Article Index

  • Server CPUs Are Best For HPC (particularly the Opteron) ?
    In some cases they probably are best. If you look at SPEC numbers you will see that processors like the Pentium D hold their own against their larger siblings. While the SPEC benchmarks are an important yardstick, real application benchmarks often give another data point with which to compare processors. The GROMACS molecular dynamics package is known to push processors very hard and is therefore a good test of overall number crunching capability.

    In my tests, a more expensive Opteron 270 (2 Ghz) was on average 22% slower than a Pentium D 940 (3.2 GHz) when running the GROMACS single processor benchmarks.

  • More Sockets Are Better ?
    Cramming cores and CPUs on motherboards sounds like a good idea. A dual socket motherboard can now support four cores (and soon eight cores). In some cases this is a good idea, in others I am not so sure. There is much to understand about four cores sharing memory and optimum performance. In addition, the more cores on a motherboard the more eggs your put in one basket. A failed power supply or motherboard now takes out four cores.

    The recent introduction of the Intel Caretta motherboard (Model S3000PT) has been designed to address these issues. The Caretta motherboard supports the Intel Pentium 4/Intel Pentium D processor (Presler), four DIMM slots (DDR2 533/667 with ECC, 2-way interleaved, unbuffered), Integrated 2 port SATA 3.0Gb/s with RAID 0 &1, an ATI ES1000 (16MB), Dual gigabit Ethernet LAN, and 5.95 inch x 13 inch form factor. Interestingly, the form factor is one half the size of a Extended ATX (12"x13") motherboard. These dimensions allow a standard rack mount ATX enclosure to hold two Caretta motherboards allowing for higher density, less memory contention, and a lower impact of component failure.

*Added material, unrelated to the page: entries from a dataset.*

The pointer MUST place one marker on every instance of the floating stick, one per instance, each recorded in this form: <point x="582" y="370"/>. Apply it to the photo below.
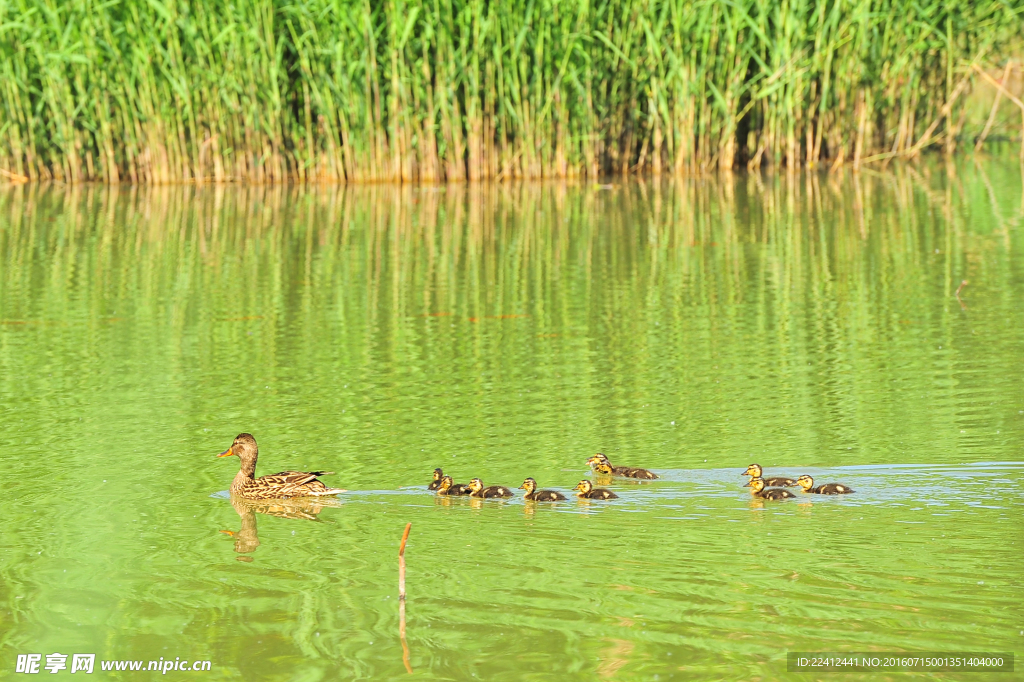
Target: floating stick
<point x="958" y="289"/>
<point x="401" y="599"/>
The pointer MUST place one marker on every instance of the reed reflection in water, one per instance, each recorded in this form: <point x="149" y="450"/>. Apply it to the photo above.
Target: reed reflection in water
<point x="808" y="323"/>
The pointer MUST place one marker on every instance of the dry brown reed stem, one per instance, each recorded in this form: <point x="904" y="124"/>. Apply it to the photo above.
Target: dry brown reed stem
<point x="995" y="107"/>
<point x="1010" y="96"/>
<point x="401" y="599"/>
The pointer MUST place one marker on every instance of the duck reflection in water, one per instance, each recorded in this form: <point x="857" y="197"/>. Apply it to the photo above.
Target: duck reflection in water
<point x="247" y="538"/>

    A standard cluster node can then hold two separate Caretta motherboards each with its own memory and power supply. The Caretta is only available through integrators. Contact them, they know about it.

  • Gigabit Ethernet Is Too Slow ?
    For some applications gigabit Ethernet is too slow. Particularly if you are trying to service four cores on one motherboard. Most people are not aware, however, that if properly tuned, gigabit Ethernet can be very effective for some application.

    Using Netpipe, systems were able to achieve a maximum throughput of 111 MBytes/sec and a single byte TCP latency of 36 μseconds using one of the on-board Ethernet ports.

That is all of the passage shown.